How to delete the Attachments stored in S3 for cases that are already expunged?

I looked at this article Willcase attachments get deleted after expunger has deleted all traces of an archived case? and understand that before 25.x, the expunger job in the archival process does not delete the attachments in S3. If we need to clean up S3 for all the expunged cases, how to do it? I could not think of any other approach than using a combination of D_pxListFiles and D_pxDelete APIs. But I doubt if these APIs are effective if we had been storing the attachments in S3 for several years now. Any suggestions or ideas? @Eliseo_Olla @Will_Cho @Sairohith @Chetan.Chaudhari

My suggestion is to use S3 Lifecycle Rules.

How it works:

  • Configure S3 lifecycle policies at the bucket level

  • Example strategies:

    • Delete objects older than N days

Lifecycle rules operate outside Pega at massive scale and are safe and efficient.

Another option to run a report definition of joining the tables Data-WorkAttach-File(pxRefObjectKey) and Work table pzInskey (Outer join) to identify the ones which are being purged from Work tables. Now, you can trigger D_pxDelete using the background jobs.

Hi @RameshSangili - the problem with this is, there is no way to find a joining condition to find the attachment object in the S3 from the pzinskey of pc_data_workattach table. Is there a way to link them?

Hi @anandchouti - we are on pega managed cloud. Ideally we want to find a way to do it from our end, but this is for sure a great recommendation if we are on client managed cloud.

Work table - pzInsKey

Data-WorkAttach-File - pxRefObjectKey

if corresponding pxRefObjectKey is not available in the Work table, then you can get the Repo name, Repo file name to delete the attachment from S3

Hi @RameshSangili - that is the challenge here.

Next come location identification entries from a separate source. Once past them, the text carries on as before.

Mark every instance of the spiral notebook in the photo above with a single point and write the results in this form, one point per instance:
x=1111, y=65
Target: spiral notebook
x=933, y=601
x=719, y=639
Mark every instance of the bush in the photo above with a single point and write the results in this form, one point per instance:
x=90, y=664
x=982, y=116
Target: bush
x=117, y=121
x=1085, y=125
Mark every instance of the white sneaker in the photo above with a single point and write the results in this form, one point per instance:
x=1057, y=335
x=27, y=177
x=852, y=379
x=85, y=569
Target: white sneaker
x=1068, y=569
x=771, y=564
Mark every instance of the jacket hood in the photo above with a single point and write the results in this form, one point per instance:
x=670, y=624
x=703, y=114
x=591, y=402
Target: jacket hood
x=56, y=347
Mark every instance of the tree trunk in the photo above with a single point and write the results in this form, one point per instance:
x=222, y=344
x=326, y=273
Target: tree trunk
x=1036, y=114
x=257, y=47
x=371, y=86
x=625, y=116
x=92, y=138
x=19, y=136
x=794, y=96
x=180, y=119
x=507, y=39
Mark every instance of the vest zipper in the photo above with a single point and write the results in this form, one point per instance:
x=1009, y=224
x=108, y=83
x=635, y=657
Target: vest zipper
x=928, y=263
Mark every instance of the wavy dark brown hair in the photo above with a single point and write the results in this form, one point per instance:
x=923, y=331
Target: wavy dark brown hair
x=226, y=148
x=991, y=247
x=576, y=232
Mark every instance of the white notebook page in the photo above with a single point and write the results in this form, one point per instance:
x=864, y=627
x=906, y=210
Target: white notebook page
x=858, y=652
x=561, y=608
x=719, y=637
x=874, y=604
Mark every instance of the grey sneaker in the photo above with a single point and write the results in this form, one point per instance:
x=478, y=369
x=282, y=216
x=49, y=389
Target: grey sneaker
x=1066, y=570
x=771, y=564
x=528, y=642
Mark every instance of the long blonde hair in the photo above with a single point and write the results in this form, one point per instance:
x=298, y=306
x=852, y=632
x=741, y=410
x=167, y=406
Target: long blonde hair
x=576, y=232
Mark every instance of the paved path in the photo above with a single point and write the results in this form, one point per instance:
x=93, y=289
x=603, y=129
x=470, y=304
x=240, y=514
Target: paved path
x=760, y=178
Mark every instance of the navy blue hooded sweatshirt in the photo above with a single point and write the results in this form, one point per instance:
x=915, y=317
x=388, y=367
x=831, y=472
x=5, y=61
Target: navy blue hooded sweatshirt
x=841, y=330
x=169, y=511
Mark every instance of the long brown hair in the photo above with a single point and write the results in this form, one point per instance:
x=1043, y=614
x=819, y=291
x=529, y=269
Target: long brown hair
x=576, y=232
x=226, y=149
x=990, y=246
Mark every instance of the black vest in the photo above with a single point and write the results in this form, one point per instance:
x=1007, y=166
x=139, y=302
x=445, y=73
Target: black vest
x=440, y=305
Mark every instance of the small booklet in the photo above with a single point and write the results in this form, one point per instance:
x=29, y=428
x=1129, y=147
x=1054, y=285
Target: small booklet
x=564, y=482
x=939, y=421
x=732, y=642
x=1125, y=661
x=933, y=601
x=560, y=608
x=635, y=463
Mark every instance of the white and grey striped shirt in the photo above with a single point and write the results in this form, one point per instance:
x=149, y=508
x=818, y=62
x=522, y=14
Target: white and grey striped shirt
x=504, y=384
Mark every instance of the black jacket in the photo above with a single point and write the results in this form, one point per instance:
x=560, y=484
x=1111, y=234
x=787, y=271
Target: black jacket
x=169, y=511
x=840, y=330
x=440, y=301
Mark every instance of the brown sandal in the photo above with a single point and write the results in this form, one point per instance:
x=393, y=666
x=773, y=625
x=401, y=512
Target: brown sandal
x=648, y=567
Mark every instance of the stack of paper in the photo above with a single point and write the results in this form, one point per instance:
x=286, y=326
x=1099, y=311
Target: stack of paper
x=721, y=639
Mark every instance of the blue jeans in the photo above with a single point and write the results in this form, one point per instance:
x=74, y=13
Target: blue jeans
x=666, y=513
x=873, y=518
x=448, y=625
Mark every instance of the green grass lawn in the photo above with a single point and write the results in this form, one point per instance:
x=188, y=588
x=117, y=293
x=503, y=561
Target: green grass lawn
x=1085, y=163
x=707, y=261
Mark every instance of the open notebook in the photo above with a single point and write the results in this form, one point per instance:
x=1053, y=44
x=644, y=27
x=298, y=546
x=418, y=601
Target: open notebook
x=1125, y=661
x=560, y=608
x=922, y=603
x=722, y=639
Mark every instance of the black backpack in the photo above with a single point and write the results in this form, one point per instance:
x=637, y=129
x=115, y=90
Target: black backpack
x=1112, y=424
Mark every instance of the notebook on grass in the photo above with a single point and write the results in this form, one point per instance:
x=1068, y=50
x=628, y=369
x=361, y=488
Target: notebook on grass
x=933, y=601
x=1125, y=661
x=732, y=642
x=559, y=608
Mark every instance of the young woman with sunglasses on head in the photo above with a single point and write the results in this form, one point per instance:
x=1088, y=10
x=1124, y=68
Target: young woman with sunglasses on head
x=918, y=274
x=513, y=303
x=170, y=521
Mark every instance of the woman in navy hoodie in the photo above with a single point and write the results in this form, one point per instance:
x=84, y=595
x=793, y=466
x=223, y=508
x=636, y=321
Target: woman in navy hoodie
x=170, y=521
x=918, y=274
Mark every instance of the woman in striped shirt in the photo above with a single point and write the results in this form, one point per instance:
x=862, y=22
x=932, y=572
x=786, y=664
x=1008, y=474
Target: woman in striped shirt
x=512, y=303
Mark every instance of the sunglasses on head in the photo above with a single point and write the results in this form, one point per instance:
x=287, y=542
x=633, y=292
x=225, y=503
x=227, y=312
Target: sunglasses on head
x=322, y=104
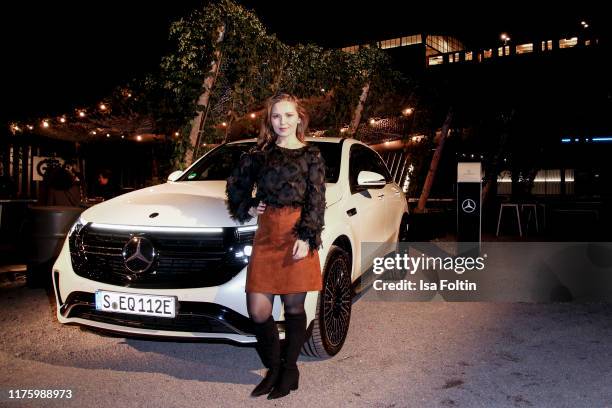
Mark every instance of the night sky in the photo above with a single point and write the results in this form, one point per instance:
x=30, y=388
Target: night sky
x=62, y=55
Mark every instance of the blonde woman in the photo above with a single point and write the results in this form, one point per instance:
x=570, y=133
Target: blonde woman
x=290, y=205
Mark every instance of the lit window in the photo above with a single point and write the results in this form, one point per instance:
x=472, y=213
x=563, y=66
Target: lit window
x=524, y=48
x=437, y=60
x=568, y=42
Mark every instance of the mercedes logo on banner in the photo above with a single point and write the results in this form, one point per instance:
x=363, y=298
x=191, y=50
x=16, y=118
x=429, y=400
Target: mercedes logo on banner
x=138, y=254
x=468, y=205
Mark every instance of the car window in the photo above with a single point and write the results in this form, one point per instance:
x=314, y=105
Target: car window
x=219, y=163
x=362, y=158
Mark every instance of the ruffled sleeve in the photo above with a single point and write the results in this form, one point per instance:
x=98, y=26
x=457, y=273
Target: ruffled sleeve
x=311, y=223
x=239, y=188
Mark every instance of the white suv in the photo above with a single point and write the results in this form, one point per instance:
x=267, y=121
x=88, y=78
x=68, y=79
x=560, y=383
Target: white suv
x=169, y=261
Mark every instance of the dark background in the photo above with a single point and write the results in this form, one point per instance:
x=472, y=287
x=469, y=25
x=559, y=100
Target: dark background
x=62, y=55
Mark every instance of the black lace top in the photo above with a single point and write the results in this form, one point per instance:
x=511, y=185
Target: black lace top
x=284, y=177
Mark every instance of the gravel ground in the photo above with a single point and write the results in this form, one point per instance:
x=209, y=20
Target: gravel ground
x=398, y=354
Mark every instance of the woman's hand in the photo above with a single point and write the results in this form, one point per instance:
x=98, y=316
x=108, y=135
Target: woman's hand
x=253, y=211
x=300, y=249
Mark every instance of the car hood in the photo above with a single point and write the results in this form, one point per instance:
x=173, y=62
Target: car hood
x=178, y=204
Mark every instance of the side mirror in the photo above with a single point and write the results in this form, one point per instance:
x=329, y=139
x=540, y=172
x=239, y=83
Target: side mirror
x=175, y=175
x=370, y=179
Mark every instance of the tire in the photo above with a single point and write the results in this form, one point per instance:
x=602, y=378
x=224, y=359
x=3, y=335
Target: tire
x=333, y=315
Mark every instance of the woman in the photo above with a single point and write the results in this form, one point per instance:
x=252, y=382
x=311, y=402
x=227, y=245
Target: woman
x=290, y=204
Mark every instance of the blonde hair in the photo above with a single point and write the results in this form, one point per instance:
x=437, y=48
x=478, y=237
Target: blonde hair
x=267, y=134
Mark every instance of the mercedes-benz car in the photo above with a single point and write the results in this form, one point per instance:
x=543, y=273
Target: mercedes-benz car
x=169, y=261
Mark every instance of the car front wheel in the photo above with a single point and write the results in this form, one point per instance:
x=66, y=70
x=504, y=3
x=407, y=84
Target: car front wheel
x=333, y=314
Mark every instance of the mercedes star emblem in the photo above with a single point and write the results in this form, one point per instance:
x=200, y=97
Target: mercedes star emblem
x=468, y=205
x=138, y=254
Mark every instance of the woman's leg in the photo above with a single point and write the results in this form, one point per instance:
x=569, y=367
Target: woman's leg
x=259, y=306
x=295, y=321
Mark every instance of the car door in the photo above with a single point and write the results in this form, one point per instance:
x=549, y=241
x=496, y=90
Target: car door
x=392, y=199
x=366, y=206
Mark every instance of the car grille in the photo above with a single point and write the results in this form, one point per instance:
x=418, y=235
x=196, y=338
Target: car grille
x=191, y=317
x=182, y=260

Even if I find the pxRefObjectkey details from pc_data_workattach table, there is no way to find the corresponding Attachment object in the Repo. Pegacloudfilestorage repository stores the attachments under attachments folder and there is no correlation between the pxRefObjectkey and the attachments folder under Pegacloudfilestorage repo. This one I have already tried finding before posting my question here on the forum. Please let me know if I’m missing something

once the case is expunged, Pega no longer has a reliable case-level link to the attachment object in the repository. So there is no clean OOTB way to go from pzInsKey or even pxRefObjectKey back to the exact S3 object name under pegacloudfilestorage/attachments

That means the suggested D_pxListFiles + D_pxDelete approach only works if you already have some external way to identify the orphaned files for example, a naming convention, a retained metadata index, or a custom mapping table captured at upload time. Without that, you’re basically trying to reverse-engineer the repository path after the fact, and Pega does not expose a direct correlation for that in the cloud storage layout.

For already-expunged cases, there is no referential join from pc_data_workattach to the S3 object if that mapping was never preserved and for Pega Managed Cloud, this is best treated as a separate repository cleanup exercise, not a case-expunge extension.

So Pega way of cleanup is possible only if you have retained enough metadata to identify the objects otherwise there is no standard Pega-native way to do it after expunge

Can you try as your case metadata is gone, you must use a reconciliation process to find and delete the orphaned files. First, create a utility activity to list every file path currently in your S3 bucket and save them into a temporary database table. Next, run a comparison query to identify any file in that table that no longer has a matching case ID in your active work tables. Finally, feed these orphaned paths into a Queue Processor to delete the files from S3 in small batches.